Data Sharing Statement

The datasets generated and/or analysed during the current study are not publicly available. Request to access the datasets should be directed to International Islamic University Malaysia Research Ethical Committee. The de-identified data could be shared with interested researchers after obtaining the approval from the above ethical committee (http://www.iium.edu.my/centre/irec). The reason for the restriction on public data deposition is due to the privacy and confidentiality of patients’ health data.

Ethics Approval

Ethics approval for this study was granted by the International Islamic University Malaysia Ethical Committee (IREC-2019-212). De-identified data were used, and the results were reported in an aggregated manner.
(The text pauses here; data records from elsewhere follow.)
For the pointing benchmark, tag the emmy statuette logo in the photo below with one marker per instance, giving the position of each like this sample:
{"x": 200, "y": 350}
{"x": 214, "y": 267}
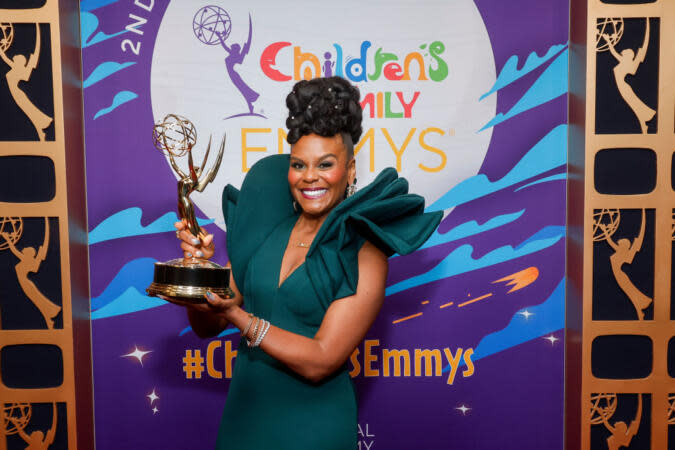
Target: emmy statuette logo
{"x": 11, "y": 229}
{"x": 212, "y": 26}
{"x": 609, "y": 33}
{"x": 21, "y": 69}
{"x": 603, "y": 407}
{"x": 605, "y": 224}
{"x": 16, "y": 417}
The analysis of patient information for research purposes without any direct involvement of patients or public required the approval from the Ethical Committee only and waived the requirement for informed consent.

Acknowledgments

The authors would like to thank the staff from PMCare and IIUM Health Wellness Centre for their assistance and cooperation with data extraction.

Author Contributions

All authors made a significant contribution to the work reported, whether that is in the conception, study design, execution, acquisition of data, analysis and interpretation, or in all these areas; took part in drafting, revising or critically reviewing the article; gave final approval of the version to be published; have agreed on the journal to which the article has been submitted; and agree to be accountable for all aspects of the work.

Funding

CSZ was supported by a research grant from The Ministry of Education Malaysia (Fundamental Research Grant Scheme, FRGS/1/2022/SKK16/UIAM/01/3). The funders were not involved in the design of the study and collection, analysis, and interpretation of data and in writing the manuscript.

Disclosure

The authors declare that they have no competing interests in this work.